Arslan tarafından sorunun formüle ediliş biçimini de değerlendiren hukukçu, çocuk yasta evliliğin yasaklanmasının “insan hakları aykırı” olarak nitelendirilmesinde de kavramsal olarak hata buluyor. Bu nedenle “insan hakları kavramının anlamı ile ilgili birikimin reddedilmiş olduğunu ve böyle kullanıldığında kavramların içini de boşaltıldığını” vurguluyor.
Zira, kişiler kavramları “kafalarına göre” kullandığı zaman anlaşma zemininden çıkılıyor. Bu bağlamda Akço, TİHEK başkanının konuyu insan haklarına bağlamasının, konuşma zeminini ortadan kaldırdığını ifade ediyor. Böylece Arslan’ın o kavram üzerindeki anlaşmayı da reddettiğini belirtiyor: “Hem çocuk evliliklerine bakış açısından zaten yanlış; hem de insan hakları üzerinden açıklamaya kalktığı anda insan hakları kavramındaki fikri birliğini reddettiği, kavramın içini boşalttığı için de sorunlu.”

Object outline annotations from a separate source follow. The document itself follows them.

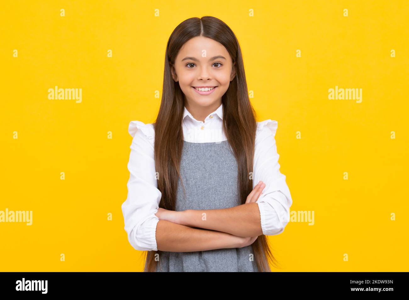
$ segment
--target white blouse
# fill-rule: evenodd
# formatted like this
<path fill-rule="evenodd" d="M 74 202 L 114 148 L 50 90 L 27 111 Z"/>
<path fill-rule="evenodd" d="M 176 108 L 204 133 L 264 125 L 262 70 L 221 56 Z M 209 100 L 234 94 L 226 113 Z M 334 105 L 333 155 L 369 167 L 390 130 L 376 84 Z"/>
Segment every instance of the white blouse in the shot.
<path fill-rule="evenodd" d="M 227 140 L 222 130 L 222 104 L 204 120 L 198 121 L 184 108 L 184 140 L 192 142 L 221 142 Z M 263 233 L 282 233 L 290 221 L 292 200 L 279 171 L 279 155 L 274 136 L 277 122 L 269 119 L 257 122 L 254 160 L 253 188 L 260 180 L 265 187 L 256 203 L 260 210 Z M 157 189 L 154 159 L 155 131 L 151 123 L 133 121 L 128 129 L 133 139 L 128 164 L 130 172 L 128 197 L 121 206 L 128 240 L 136 250 L 157 251 L 156 226 L 162 193 Z"/>

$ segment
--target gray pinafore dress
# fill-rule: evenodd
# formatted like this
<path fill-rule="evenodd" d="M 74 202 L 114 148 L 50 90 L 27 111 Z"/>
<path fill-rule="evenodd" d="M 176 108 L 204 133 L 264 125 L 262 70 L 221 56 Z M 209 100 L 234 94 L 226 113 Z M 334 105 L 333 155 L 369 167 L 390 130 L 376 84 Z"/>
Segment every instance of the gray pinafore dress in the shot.
<path fill-rule="evenodd" d="M 175 210 L 216 209 L 241 204 L 237 162 L 230 144 L 184 140 Z M 252 246 L 196 252 L 162 251 L 157 272 L 258 272 Z"/>

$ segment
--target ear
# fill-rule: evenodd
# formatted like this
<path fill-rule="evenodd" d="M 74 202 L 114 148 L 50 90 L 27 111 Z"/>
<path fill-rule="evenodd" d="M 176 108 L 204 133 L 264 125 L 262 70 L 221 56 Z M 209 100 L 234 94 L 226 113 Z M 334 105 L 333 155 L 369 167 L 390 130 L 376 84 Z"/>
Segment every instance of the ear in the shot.
<path fill-rule="evenodd" d="M 173 66 L 171 62 L 169 62 L 169 67 L 170 68 L 171 73 L 172 74 L 172 77 L 173 78 L 173 80 L 175 82 L 178 82 L 178 80 L 179 80 L 178 78 L 178 75 L 176 74 L 176 70 L 175 69 L 174 66 Z"/>
<path fill-rule="evenodd" d="M 233 63 L 231 66 L 231 75 L 230 75 L 230 81 L 234 79 L 236 76 L 236 62 Z"/>

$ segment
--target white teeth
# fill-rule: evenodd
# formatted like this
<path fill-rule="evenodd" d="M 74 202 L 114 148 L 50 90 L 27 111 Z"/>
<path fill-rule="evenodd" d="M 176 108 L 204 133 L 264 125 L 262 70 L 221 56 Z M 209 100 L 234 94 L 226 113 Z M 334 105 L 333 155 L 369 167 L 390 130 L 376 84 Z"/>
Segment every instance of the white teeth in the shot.
<path fill-rule="evenodd" d="M 211 91 L 214 87 L 195 87 L 195 88 L 198 91 L 200 91 L 201 92 L 207 92 L 209 91 Z"/>

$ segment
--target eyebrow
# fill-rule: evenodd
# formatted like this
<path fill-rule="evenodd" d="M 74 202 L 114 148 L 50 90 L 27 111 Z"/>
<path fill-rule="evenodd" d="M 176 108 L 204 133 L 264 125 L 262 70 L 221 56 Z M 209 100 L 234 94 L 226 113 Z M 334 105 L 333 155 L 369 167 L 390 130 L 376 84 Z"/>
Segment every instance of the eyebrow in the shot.
<path fill-rule="evenodd" d="M 226 58 L 225 58 L 224 56 L 222 56 L 221 55 L 218 55 L 217 56 L 213 56 L 213 57 L 210 58 L 209 60 L 214 60 L 216 59 L 217 58 L 222 58 L 223 59 L 226 59 Z M 194 60 L 197 62 L 199 61 L 199 60 L 198 60 L 197 58 L 196 58 L 194 57 L 185 57 L 184 58 L 182 59 L 182 61 L 183 61 L 184 60 Z"/>

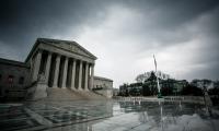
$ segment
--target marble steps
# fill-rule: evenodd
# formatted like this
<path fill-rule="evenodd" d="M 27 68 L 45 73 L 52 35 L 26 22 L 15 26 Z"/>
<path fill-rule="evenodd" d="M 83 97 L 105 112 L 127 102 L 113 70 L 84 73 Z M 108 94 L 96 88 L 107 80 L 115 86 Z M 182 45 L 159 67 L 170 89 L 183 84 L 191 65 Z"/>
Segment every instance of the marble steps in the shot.
<path fill-rule="evenodd" d="M 78 99 L 104 99 L 105 97 L 90 91 L 72 91 L 69 88 L 47 88 L 48 100 L 78 100 Z"/>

‘Erken Yaşta Evlilik’ Denilerek Yasallaştırılmak İsteniyor
Bu konularda uzun süredir çalışan uzmanlardan biri olan Fidan Ataselim, Arslan’ın ifadelerini “akıl almaz” ve “kabul edilebilir değil,” diye tarif ediyor.
Ataselim, kadına yönelik şiddet konusunda Türkiye’nin önde gelen sivil toplum platformlarından biri olan Kadın Cinayetlerini Durduracağız Platformu Kadın Meclisleri Genel Sekreteri. Platform, Türkiye’de başta kadına yönelik şiddet olmak üzere toplumsal cinsiyet eşitliği çalışmalarıyla tanınıyor. Dolayısıyla, sürekli hortlatılan bu söylemlerle de mücadele ediyor.

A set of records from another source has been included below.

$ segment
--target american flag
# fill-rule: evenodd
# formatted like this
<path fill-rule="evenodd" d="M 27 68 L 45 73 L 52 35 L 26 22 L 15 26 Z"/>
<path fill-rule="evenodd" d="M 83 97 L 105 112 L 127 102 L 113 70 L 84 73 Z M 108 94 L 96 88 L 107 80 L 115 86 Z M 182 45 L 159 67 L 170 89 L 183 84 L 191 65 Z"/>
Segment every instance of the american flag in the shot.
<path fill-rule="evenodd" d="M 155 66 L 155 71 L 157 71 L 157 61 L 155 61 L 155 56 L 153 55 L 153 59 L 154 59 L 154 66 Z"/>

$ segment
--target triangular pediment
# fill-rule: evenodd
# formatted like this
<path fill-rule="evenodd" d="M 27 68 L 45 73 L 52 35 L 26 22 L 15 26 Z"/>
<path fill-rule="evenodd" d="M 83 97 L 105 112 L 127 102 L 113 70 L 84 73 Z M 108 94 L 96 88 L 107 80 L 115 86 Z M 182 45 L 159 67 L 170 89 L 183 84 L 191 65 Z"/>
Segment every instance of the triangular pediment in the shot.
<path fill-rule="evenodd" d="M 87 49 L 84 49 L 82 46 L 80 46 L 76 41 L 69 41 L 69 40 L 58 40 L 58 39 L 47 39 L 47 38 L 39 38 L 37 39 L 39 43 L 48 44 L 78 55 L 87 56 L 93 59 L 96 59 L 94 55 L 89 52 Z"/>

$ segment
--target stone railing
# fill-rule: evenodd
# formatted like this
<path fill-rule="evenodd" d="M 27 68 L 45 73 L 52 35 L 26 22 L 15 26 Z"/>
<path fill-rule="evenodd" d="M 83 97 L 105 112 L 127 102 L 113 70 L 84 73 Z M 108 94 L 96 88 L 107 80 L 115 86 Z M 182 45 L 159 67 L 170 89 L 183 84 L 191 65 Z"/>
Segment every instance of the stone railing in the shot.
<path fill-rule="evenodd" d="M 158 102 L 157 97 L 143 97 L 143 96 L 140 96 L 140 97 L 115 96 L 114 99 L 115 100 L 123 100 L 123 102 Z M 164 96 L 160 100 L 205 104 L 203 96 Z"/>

“Kadınların korunmasının ‘erkek mağduriyeti yaratıyor’ şeklinde anlatılması başta insan hakları ihlalidir,” diyor Ataselim. “Çocuk yaşta zorla evlendirme” meselesinin “erken yaşta evlilik” şeklinde tanımlanarak yasal hale getirilmeye çalışıldığını belirtiyor.
Ataselim, “Çocuğun cinsel istismarını suç olarak tanımladığınızda onu erken evlilikle aklayamazsınız. ‘Suç olmasın’ demenin istismarı meşrulaştırmak olduğunu savunuyor: “Nitekim tüm sunum boyunca akran cinselliğini de, evlilik dışı birliktelikleri de ‘olamaz bir şey’ gibi anlatması çağ dışı ve hukuk dışı bir yaklaşımdır.”
Erken evlilik konusunun Türkiye’de her zaman tartışma konusu yapılmasını eleştiren Ataselim, “Dönem dönem bu tartışmayı sözde mağduriyetler anlatarak gündeme getirmeleri karşılık bulamaz. Çünkü devlet çocukları herkesten korumakla sorumludur,” uyarısını da ekliyor. “Çocuğun anayasal haklarını, Çocuk Koruma Kanunu’nu ve Lanzarote Sözleşmesi’ni uygulamakla yükümlü olanlara diyecek sözümüz: ‘Anayasayı, yasayı, sözleşmeyi uygula!”
Demir: Açık Tehdit Niteliğindedir
Diyarbakır Barosu Yönetim Kurulu üyesi Avukat Hatice Demir ise, TİHEK Başkanının sözlerini “ayrımcı” ve “cinsiyetçi” olarak niteliyor ve “nefret söylemi” içerdiğini ifade ediyor.
Demir, “Temel amacı ayrımcılığın önlenmesi, insan haklarının korunması ve eşitliğin sağlanması olan bu kurumun başkanının sözleri bulunduğu göreve de aykırı. Hatta görevin kötüye kullanılması niteliğindedir,” diyor. Demir’e göre bu ifadeler “kadınların yaşamlarına, kararlarına ve özgürlük alanlarına açık tehdit niteliğinde.”
Arslan’ın açıklamaları ile nikahsız beraberlik yaşayanları hedef gösterdiğini ve suç işlediğini söylüyor Demir: “Toplumsal cinsiyet eşitsizliğinden kaynaklanan çocuk yaşta evlilikleri savunulabilmesi utanç verici. Türkiye’nin taraf olduğu Uluslararası sözleşmeleri ve iç hukuktaki yasal düzenlemeleri de tanımadığının göstergesidir.”